With falling fertility rates in many developed countries, the concept of a baby bonus continues to be deferred to as a default way to boost rates of births.

In Australia, since 1976, the average number of babies born to a woman throughout her reproductive lifetime in Australia hasn’t been enough to maintain the current population. In 2001 the total fertility rate sank to 1.74 and in July of that year the first child tax refund was introduced.

In May 2004 the Australian government announced a cash maternity payment, offering parents A$3,000 on the birth of a child. This was increased to $4000 and $5000 a couple of years later and was removed altogether in 2014.

The payment seemed to affirm that Australian society valued children and bigger families and that there was a need to reduce the financial barriers for those wanting to start or expand their families.

In the US, pronatalism continues to rear its very ugly head with proposed policies like those from GOP state Rep. Bryan Salmon, who has proposed tax cuts based on the number of children you have.

But the policy is only for married, straight people. No one else. Starting at four children, you get a 40% tax cut. Ten kids? 100% tax break. No property taxes at all. “With this bill, Texas will start saying to couples, ‘Get married, stay married, and be fruitful and multiply,” Slaton said in a statement.

In order to qualify for the tax benefit, couples need to be heterosexual, never divorced, and their children born or adopted after their date of marriage. LGBTQ couples, single parents, divorced parents, and blended families will not qualify for full benefits. Be fruitful and multiply, but only if you meet a very specific and narrow requirement of what a family should look like.

In 2024 it is beyond my comprehension that archaic, discriminative policies like this could possibly be passed.

Most baby bonuses we have seen across the world, are too small to make any impact on the real cost of having a child. Amounts of $3,000, $4000, or $5000 would barely cover the initial outlay needed let alone raising the child for 18 years.

The fact remains that these types of incentives often encourage people who shouldn’t have children for socioeconomic or psychological reasons.

The way I see it, the negative impacts of a baby bonus scheme far outweigh the positives.

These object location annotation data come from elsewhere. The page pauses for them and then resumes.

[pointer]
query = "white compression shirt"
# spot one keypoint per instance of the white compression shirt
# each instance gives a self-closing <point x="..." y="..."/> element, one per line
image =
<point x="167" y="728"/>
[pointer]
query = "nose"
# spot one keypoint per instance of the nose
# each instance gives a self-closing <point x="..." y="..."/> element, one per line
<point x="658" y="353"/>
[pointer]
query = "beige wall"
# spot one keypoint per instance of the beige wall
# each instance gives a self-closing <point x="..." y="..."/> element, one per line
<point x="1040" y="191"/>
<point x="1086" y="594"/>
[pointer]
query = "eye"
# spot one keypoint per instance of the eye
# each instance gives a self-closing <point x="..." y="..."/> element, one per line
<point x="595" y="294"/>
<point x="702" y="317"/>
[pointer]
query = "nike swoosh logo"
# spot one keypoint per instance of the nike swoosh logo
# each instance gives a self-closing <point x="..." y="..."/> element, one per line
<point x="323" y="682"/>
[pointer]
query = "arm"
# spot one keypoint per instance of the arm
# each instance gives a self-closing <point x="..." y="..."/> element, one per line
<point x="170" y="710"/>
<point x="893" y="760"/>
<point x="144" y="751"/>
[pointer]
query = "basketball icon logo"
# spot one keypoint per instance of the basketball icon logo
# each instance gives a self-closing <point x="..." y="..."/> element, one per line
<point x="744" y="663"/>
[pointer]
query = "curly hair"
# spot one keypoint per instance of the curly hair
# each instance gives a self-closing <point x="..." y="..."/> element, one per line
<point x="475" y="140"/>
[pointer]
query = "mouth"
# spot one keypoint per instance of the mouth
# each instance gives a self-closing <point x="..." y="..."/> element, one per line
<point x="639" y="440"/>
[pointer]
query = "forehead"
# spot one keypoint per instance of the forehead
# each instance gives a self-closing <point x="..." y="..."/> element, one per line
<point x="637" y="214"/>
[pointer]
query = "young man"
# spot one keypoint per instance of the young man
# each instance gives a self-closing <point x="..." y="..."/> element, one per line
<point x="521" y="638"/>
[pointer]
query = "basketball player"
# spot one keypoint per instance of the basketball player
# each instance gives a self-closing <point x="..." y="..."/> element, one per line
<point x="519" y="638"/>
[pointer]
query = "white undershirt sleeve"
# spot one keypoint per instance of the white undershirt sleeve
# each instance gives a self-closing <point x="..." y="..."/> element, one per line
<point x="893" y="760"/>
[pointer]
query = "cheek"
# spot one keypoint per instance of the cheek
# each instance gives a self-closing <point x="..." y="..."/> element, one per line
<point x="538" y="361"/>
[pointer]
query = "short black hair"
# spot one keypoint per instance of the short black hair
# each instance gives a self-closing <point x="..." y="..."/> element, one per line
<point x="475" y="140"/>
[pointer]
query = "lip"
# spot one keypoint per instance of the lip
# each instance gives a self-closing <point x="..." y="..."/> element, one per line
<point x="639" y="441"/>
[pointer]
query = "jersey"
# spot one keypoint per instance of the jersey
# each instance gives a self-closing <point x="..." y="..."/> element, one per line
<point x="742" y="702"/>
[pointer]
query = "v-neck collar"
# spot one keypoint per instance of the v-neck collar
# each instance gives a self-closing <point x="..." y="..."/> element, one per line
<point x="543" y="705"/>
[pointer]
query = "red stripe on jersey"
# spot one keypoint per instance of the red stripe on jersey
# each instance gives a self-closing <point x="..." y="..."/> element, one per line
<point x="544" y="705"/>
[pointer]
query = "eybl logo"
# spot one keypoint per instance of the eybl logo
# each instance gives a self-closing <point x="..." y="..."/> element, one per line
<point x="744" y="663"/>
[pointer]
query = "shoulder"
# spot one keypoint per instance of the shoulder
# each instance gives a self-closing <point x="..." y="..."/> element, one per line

Baby bonuses multiply negative societal realities for women in many ways. Here are a few:

  1. Reinforces gender roles: They reinforce traditional gender roles, where women are expected to bear and raise children while men are the breadwinners.
  2. Inadequate support: While baby bonuses may provide some initial financial support, they do not address larger structural barriers that women disproportionately face when trying to balance work and family life, such as inadequate childcare and paid parental leave. And they certainly don’t help with the massive costs of raising a child over their lifetime.
  3. Increases pressure: Not all women feel financially or emotionally able to have children. Baby bonuses increase societal pressure on women to have children which can lead to feelings of guilt, anxiety, and stress, and may even result in women having children they did not want or are unable to care for.
  4. Devalues women: Baby bonuses reinforce harmful concepts that devalue everything about a person except their womb. By framing motherhood as the most important role for women, we create a culture that devalues women’s professional, artistic, creative, and intellectual selves.

Baby bonuses are designed to increase the fertility rate amongst fears that falling birth rates will mean less taxpayers in an aging population.

But global sustainability is not just about the number of people and it seems that more women are seriously concerned about the state of our planet and its future, which is impacting their choice to have children.

I was recently interviewed for an article for ABC, addressing the failing fertility rate and why the fertility rates are falling in Australia.

This is a global trend and baby bonuses will do little to impact our changing views of the world. It’s time to ditch these dated cash bribes once and for all.